The pair “planned a terror attack in Singapore. They wanted to attack Singapore with a rocket from Batam,” national police spokesman Agus Rianto told reporters.
Police said the target was Marina Bay, a district that is home to Marina Bay Sands, a luxury complex that includes shopping malls, hotels and a casino.
Rianto added police had “preliminary data” and were still investigating the plot, and named the alleged ringleader as 31-year-old Gigih Rahmat Dewa.
Analysts said it was unclear whether the militants had the ability to carry out such a plan, which would involve firing a rocket over a distance of about 20 km.

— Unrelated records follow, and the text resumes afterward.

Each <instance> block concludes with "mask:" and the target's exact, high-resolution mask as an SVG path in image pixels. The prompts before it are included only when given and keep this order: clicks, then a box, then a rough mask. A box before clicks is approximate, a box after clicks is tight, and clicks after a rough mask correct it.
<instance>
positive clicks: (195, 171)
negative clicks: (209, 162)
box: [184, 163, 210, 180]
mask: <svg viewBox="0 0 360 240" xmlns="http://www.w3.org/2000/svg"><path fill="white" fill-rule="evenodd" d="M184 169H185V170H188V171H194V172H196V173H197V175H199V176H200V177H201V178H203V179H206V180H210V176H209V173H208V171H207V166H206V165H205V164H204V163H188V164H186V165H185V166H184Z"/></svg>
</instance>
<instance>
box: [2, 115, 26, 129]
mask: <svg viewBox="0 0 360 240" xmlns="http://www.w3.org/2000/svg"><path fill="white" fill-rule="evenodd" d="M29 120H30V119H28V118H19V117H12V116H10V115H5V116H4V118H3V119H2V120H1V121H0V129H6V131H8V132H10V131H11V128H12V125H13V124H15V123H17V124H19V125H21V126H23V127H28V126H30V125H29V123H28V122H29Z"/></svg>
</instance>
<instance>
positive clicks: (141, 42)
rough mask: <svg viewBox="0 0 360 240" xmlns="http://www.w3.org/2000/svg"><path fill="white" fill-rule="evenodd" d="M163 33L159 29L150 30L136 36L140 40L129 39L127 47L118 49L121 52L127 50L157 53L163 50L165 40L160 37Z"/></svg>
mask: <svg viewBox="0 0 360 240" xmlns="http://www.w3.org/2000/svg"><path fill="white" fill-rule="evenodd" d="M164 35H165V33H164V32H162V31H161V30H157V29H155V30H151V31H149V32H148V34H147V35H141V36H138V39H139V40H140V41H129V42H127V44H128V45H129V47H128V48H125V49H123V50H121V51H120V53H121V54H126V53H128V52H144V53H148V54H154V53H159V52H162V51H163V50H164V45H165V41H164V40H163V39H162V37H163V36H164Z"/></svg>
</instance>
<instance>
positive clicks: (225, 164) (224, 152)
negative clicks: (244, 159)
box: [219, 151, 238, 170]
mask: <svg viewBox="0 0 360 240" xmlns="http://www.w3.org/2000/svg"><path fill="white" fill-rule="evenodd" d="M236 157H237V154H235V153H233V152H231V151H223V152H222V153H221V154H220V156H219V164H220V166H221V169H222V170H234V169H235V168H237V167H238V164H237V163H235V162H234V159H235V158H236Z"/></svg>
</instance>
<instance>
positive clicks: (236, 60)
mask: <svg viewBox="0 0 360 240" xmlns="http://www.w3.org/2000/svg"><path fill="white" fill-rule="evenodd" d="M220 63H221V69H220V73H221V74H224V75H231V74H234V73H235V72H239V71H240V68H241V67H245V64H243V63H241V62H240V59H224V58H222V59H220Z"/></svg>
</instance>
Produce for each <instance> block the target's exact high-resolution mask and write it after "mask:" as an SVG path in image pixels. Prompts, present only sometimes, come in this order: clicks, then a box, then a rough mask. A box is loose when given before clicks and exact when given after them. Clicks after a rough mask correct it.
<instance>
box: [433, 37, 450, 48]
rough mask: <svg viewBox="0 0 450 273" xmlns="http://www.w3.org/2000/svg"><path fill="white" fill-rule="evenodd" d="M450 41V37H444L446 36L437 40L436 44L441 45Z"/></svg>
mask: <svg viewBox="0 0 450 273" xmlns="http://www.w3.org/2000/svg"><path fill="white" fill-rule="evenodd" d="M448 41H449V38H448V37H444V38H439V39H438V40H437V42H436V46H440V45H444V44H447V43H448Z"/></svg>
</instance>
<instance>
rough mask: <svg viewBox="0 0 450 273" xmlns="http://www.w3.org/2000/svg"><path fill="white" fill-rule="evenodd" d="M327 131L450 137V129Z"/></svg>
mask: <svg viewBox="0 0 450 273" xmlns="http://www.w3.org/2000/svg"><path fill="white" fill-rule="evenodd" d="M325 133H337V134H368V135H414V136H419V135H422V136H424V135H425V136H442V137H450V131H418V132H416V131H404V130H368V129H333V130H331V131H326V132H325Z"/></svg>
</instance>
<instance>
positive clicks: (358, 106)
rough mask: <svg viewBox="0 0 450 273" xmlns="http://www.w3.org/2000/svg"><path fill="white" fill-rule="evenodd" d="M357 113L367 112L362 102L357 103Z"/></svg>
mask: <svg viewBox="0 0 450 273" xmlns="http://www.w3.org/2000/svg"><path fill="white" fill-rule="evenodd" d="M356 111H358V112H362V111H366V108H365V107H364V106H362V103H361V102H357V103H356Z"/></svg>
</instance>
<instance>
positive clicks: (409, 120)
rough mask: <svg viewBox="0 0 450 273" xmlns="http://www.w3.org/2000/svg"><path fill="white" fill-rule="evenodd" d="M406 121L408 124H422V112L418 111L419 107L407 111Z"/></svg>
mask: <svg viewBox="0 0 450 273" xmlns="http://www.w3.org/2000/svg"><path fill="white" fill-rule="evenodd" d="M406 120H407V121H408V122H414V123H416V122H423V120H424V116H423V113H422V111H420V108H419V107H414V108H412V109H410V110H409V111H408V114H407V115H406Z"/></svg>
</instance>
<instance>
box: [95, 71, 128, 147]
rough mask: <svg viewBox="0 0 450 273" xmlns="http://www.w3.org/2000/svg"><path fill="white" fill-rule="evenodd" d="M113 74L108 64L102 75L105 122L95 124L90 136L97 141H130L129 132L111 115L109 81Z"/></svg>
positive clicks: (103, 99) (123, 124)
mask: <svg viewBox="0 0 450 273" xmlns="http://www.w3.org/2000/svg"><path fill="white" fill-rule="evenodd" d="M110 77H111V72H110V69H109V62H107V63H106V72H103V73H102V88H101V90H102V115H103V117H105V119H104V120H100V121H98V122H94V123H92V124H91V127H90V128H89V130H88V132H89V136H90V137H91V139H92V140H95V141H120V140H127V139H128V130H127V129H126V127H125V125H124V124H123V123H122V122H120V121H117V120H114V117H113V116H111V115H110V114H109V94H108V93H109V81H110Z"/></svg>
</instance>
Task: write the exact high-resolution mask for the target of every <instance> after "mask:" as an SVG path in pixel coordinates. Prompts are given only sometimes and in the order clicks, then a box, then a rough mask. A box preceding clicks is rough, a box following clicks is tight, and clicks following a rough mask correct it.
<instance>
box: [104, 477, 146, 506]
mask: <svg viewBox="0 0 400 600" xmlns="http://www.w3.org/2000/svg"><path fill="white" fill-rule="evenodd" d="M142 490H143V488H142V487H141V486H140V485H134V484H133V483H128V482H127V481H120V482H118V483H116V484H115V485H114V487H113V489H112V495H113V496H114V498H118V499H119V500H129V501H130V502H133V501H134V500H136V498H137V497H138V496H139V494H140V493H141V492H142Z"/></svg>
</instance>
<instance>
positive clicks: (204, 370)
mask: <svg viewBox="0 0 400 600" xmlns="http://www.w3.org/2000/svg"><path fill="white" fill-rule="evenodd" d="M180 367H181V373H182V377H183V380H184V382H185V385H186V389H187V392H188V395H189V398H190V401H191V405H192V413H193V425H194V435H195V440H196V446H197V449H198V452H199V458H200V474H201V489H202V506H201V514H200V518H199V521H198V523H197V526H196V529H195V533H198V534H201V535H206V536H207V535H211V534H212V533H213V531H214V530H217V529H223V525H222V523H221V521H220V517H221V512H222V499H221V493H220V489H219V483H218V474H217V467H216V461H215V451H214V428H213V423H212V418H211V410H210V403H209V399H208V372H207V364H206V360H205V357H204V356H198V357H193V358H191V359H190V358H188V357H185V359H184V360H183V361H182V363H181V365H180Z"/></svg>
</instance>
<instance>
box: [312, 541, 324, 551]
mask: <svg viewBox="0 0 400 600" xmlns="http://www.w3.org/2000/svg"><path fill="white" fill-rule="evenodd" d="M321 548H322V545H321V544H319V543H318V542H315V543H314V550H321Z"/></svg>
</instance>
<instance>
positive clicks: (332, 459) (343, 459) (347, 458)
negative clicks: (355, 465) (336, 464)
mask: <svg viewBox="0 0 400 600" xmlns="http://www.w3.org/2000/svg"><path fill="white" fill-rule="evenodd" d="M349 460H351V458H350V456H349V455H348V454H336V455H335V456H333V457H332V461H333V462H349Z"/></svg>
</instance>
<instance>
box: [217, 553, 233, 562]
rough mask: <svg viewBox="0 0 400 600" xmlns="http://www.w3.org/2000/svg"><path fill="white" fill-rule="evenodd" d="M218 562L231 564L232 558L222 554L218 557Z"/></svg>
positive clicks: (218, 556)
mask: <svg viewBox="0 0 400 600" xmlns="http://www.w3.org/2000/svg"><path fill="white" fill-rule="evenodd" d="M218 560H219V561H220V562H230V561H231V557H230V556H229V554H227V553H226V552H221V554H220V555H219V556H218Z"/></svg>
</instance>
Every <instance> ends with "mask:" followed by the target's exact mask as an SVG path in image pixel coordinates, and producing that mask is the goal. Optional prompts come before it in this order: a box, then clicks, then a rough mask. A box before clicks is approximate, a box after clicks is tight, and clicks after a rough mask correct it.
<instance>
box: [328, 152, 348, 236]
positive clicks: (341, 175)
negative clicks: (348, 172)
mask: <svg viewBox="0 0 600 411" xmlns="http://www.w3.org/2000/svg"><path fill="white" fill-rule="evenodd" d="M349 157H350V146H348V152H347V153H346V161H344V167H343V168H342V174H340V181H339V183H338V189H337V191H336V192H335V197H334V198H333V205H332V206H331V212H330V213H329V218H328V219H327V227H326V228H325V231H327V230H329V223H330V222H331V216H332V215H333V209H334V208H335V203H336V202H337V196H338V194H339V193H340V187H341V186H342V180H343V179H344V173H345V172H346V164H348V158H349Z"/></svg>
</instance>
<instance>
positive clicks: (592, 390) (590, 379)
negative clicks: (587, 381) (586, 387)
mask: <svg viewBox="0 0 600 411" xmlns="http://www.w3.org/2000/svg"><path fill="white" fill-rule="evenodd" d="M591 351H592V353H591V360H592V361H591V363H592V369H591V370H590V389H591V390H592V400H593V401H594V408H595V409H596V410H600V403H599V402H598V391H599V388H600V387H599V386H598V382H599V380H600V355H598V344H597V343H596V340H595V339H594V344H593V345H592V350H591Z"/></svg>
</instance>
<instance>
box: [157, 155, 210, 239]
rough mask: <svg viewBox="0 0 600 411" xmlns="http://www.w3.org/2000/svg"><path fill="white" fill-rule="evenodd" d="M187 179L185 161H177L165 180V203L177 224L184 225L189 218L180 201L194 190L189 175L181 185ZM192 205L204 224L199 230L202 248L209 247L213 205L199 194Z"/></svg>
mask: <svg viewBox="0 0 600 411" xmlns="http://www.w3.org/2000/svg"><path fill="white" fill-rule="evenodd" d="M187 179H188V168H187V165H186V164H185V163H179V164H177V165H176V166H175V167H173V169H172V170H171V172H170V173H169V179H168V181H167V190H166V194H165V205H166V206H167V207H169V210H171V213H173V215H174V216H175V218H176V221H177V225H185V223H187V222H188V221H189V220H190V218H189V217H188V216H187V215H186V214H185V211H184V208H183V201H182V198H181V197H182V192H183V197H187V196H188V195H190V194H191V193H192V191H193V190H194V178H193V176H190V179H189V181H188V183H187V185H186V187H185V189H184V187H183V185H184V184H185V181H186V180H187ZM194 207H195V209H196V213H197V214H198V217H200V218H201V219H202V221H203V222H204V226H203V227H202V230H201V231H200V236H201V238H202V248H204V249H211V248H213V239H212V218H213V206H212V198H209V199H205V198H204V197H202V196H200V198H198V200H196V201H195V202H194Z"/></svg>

Singapore said it was aware of the plan and security had been stepped up inland and at the city-state’s borders.
“This does not come as a surprise,” said Home Affairs Minister K. Shanmugam.
“I have spoken several times, about plans being made in places just outside Singapore, to target Singapore, we were serious about the threats.”
Sidney Jones, director of Jakarta think-tank the Institute for Policy Analysis of Conflict, told AFP it was necessary to wait for further information about the plot before drawing firm conclusions.
But she added: “I have no idea whether there was any capacity to do this. I think it highly unlikely that the plan had got very advanced.”
There have been signs of support for Daesh in Singapore.
Singapore in recent weeks jailed four Bangladeshi workers accused of planning to join Daesh for raising money to fund attacks in their homeland, and also detained an Australia-based Singaporean.
Police suspect Dewa, 31, received and distributed funds sent by Naim, who has been linked to several recent terror plots in Indonesia, including a suicide bomb attack on a police station in the city of Solo last month that left one police officer injured.
Dewa is also accused of previously harboring two members of China’s ethnic Uighur minority, some of whom have traveled to Indonesia to join militant groups, and of helping extremists on their journeys to Syria.
Indonesia has long struggled with militancy and has suffered a string of attacks in the past 15 years, including the 2002 Bali bombings that killed more than 200 people.
A crackdown had weakened the most dangerous networks but Daesh has proved a potent new rallying cry for the country’s radicals, and hundreds of Indonesians have headed to the Middle East to join the militants.
In January Daesh-linked militants launched a deadly gun and bomb attack in Jakarta which left four attackers and four civilians dead.